With Elizabethtown College’s large solar array as a backdrop, Gov. Tom Wolf on Monday called new state legislation designed to boost renewable solar energy a “game-changer.”
Last week, Wolf signed into law changes to the state’s Alternative Energy Portfolio Standards, which since 2005 have required an increasing percentage of electricity used in Pennsylvania to be produced from alternative energy sources such as solar, wind, hydro, biofuels and methane captured from landfills.
By 2021, some 18 percent of all electricity will have to come from alternative energy sources. At least one-half a percent must be from solar. Currently, 13 percent of electricity in the state is from renewable sources.
Currently, 26 percent of the solar renewable energy used in Pennsylvania is generated from outside the state’s borders.
That has resulted in a glut of solar power from out of state being offered for sale through credits. The new legislation still allows solar energy to be purchased from out of state but it cannot earn credits.

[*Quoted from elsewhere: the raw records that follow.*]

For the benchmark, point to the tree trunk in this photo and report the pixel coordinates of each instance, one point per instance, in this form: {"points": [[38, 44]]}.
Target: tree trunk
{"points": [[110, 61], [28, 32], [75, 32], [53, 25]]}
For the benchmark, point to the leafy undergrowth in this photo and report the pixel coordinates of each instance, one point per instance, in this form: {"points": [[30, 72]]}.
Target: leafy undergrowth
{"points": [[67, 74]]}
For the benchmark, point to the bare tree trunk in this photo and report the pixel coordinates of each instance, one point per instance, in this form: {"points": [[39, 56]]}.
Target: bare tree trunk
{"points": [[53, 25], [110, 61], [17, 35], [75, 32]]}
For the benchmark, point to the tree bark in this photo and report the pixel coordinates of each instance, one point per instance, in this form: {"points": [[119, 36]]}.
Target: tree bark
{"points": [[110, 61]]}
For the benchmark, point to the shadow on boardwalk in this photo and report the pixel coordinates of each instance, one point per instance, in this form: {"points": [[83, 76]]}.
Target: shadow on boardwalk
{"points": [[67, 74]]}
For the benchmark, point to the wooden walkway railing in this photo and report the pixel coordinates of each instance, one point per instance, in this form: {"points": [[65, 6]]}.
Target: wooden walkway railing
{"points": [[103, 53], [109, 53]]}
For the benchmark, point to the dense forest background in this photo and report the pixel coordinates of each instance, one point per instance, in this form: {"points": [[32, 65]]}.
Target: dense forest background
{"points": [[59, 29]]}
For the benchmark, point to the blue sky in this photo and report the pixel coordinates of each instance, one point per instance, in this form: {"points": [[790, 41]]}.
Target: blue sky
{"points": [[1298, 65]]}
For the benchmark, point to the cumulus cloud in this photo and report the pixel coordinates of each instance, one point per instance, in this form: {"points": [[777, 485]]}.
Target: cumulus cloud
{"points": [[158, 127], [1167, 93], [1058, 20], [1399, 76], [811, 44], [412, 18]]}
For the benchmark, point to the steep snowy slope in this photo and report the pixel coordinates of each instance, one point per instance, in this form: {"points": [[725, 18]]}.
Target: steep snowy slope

The hope is that the new in-state credit restriction will pump up the monetary value of credits for Pennsylvania-produced solar and, in turn, increase the incentive to build more solar projects and equipment in the state.
The governor and officials were dwarfed by Elizabethtown College’s rows of solar panels — largest solar array on any school campus in Pennsylvania.
Completed in 2016, the $6 million solar project produces 2.6 megawatts of electricity, enough to supply more than 20 percent of the college’s electrical needs.